One consistent problem is static. Because of all the locked doors and their metal openers, we employees get repetitive shocks every time we walk down the carpeted halls and touch the metal door mechanisms  to open them.   The shocks are painful. I suppose the low humidity in the building accounts for this, but it sure is annoying.  I have to ground my body by touching the wooden door, and the then touching the metal opener. Sometimes I am in a hurry and I forget. Then I get a shock.  It is tiresome.

Tell about some “interesting ” work environments you have had.

Cold Snap, Hot Jokes

The wind chill advisory is scheduled to expire today at 11:00 am. It is still only going to be in the single digits the rest of the week, though, so no big warming trend.

I thought this would be a good day for jokes about the cold. I will start:

Two friends meet on the street    “It sure was cold this morning.” “How cold was it?”  I’m not sure, but I saw a lawyer with his hands in his own  pockets!”
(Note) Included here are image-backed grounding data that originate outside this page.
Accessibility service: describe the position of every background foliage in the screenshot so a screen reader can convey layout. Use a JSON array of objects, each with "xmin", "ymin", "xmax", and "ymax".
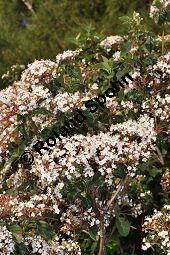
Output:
[{"xmin": 0, "ymin": 0, "xmax": 161, "ymax": 89}]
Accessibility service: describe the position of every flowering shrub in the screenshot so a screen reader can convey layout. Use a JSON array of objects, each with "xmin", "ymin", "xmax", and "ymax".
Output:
[{"xmin": 0, "ymin": 5, "xmax": 169, "ymax": 255}]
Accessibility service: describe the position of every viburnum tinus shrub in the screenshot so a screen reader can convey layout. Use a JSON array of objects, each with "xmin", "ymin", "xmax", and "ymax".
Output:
[{"xmin": 0, "ymin": 7, "xmax": 170, "ymax": 255}]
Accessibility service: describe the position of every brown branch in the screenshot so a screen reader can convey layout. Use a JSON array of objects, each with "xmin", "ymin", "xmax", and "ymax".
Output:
[
  {"xmin": 90, "ymin": 173, "xmax": 131, "ymax": 254},
  {"xmin": 98, "ymin": 214, "xmax": 105, "ymax": 255},
  {"xmin": 162, "ymin": 25, "xmax": 165, "ymax": 55},
  {"xmin": 82, "ymin": 230, "xmax": 89, "ymax": 235},
  {"xmin": 107, "ymin": 174, "xmax": 130, "ymax": 209}
]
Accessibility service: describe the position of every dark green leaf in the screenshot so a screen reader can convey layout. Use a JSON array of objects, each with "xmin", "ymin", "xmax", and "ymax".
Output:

You get the idea. Tell some cold weather jokes.

 

Hoarding Grapenuts

I am ashamed to admit it. This weekend I bought a box of Grapenuts when I didn’t need it.  I was hoarding.  It is all the fault of a recent news story that the Post company was having a hard time keeping up with demand for Grapenuts.  People are apparently snarfing them down at an increased rate due to staying home so much.  There is only one manufacturing plant for the cereal. It seems to require specialized manufacturing equipment on which the the Post company has a patent.  There have apparently been Grape nut shortages across the country,  and people are upset.

I don’t eat much cold cereal, but Grapenuts with milk and some golden raisins or currants are a big comfort food for me.  I shudder at the lurid colors of the cereals I ate as a child at the urging of commercials on Saturday  morning.

What were your favorite cereals as a child?  What would you hoard if you thought there might be a shortage?

Hunkering Down

It is supposed to get bitterly cold here this weekend. Husband and I bought all the groceries we imagined needing for Saturday and Sunday on Friday night,  and plan to hunker down, going out only on Sunday morning when we have to sing in the church choir.  If there were more of us we would stay home, but a six voice choir can’t function with two missing members.

We have all been isolated for the last ten months, but there is something strangely satisfying being at home because of the weather. Snow days are wonderful,  in my memory.  It is when my mother made waffles from scratch.

What are some of your favorite snow  day or bad weather day memories? How do you like to “Hunker down”?

 

Weird Food

Husband’s parents both grew up in eastern Ohio on the the border with Pennsylvania and West Virginia.  He grew up eating far different foods than I did.

Husband loves mush, especially cornmeal mush and grits. His mother served it to him for breakfast. He doesn’t object if Cream of Wheat, Cream of Rice, or  Maltomeal are on the menu, either.  I can sometimes eat polenta, but the others are a real challenge. I think it is a texture issue on my part.

Last weekend, Husband made Scrapple, a Pennsylvania favorite, and his ultimate treat, since it combines cornmeal mush with pork. He used Julia Child’s recipe ( Who would have imagined she had a Scrapple recipe??) It is sort of yellowish brown. You can see it in the header photo.  After it was baked and cooled,  he sprinkled slices of  it with cornmeal, fried them, and ate them with blueberry syrup. I just stay out of the kitchen when he gets it out. It is too weird for me.

What is the oddest food you have ever been served? What do you eat that others won’t eat? What food have you come to like that you never imagined you would?